Find two elements with smallest absolute difference in an interval

Question

I'm given an array and a list of queries of type L R which mean find the smallest absolute difference between any two array elements such that their indices are between L and R inclusive (Here the starting index of array is at 1 instead of at 0)

For example take the array a with elements 2 1 8 5 11 then the query 1-3 which would be (2 1 8) the answer would be 1=2-1, or the query 2-4 (1 8 5) where the answer would be 3=8-5

Now this is easy if you have to look at one interval you sort the interval and then compare i-th element with i+1-th and store the minimum difference for each i.

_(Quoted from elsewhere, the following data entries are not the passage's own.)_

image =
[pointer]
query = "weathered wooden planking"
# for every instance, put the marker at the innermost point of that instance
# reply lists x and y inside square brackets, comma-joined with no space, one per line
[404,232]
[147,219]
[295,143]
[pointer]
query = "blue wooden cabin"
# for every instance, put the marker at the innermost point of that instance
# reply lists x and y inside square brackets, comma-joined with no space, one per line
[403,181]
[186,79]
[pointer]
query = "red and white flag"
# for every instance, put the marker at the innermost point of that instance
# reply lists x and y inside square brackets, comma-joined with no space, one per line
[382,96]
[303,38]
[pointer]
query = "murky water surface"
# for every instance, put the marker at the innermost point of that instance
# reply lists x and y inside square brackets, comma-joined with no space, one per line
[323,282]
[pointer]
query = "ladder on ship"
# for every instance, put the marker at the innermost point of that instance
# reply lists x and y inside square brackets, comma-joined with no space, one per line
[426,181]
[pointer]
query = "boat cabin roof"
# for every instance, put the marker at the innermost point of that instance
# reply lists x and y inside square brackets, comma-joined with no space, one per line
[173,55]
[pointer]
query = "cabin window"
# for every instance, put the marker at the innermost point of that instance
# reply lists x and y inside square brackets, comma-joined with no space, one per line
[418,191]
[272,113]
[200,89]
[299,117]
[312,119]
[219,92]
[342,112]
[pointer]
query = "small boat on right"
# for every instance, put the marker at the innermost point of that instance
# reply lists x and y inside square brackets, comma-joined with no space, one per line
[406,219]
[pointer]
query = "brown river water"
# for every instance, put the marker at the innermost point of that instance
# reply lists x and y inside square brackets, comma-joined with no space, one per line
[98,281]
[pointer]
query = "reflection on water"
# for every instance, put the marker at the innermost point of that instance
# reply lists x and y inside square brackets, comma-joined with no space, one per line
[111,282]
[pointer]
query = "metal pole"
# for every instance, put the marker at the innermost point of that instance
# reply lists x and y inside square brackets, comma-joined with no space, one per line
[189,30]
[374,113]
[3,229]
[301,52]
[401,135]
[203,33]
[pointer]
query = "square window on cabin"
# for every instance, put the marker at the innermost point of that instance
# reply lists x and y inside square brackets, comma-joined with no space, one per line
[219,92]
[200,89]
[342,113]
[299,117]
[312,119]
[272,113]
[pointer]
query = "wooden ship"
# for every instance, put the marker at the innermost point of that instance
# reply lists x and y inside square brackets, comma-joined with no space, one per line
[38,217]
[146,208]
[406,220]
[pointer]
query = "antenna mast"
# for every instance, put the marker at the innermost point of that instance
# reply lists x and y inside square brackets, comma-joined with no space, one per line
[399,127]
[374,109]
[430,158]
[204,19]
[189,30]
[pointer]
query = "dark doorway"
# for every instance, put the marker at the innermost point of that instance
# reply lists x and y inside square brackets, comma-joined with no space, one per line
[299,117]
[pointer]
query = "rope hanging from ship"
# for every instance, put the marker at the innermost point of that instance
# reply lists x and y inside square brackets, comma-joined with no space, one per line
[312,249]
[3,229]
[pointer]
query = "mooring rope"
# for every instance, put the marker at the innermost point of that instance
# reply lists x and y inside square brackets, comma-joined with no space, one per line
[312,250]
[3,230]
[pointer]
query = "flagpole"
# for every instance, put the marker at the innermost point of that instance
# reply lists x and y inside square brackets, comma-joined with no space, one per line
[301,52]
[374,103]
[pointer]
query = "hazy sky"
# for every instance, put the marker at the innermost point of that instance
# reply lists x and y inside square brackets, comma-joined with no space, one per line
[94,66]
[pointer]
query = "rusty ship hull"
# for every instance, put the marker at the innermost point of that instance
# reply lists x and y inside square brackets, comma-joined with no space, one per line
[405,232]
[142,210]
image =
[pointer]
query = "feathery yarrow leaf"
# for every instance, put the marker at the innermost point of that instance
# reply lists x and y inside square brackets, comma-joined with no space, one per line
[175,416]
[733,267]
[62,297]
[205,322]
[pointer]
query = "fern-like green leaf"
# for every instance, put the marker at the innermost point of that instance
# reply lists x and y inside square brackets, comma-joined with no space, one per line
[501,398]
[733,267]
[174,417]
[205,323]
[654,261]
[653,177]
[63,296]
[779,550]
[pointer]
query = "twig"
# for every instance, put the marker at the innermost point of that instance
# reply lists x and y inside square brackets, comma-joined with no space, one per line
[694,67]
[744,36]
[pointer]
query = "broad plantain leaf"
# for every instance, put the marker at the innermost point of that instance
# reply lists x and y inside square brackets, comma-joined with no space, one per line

The problem is that I'll have a lot of intervals to check I have to keep the original array intact.

What I've done is I constructed a new array b with indices from the first one such that a[b[i]] <= a[b[j]] for i <= j. Now for each query I loop through the whole array and look if b[j] is between L and R if it is compare its absolute difference to the first next element that is also between L and R keep the minimum and then do the same for that element until you get to the end.

This is inefficient because for each query I have to check all elements of the array especially if the query is small compared to the size of array. I'm looking for a time efficient approach.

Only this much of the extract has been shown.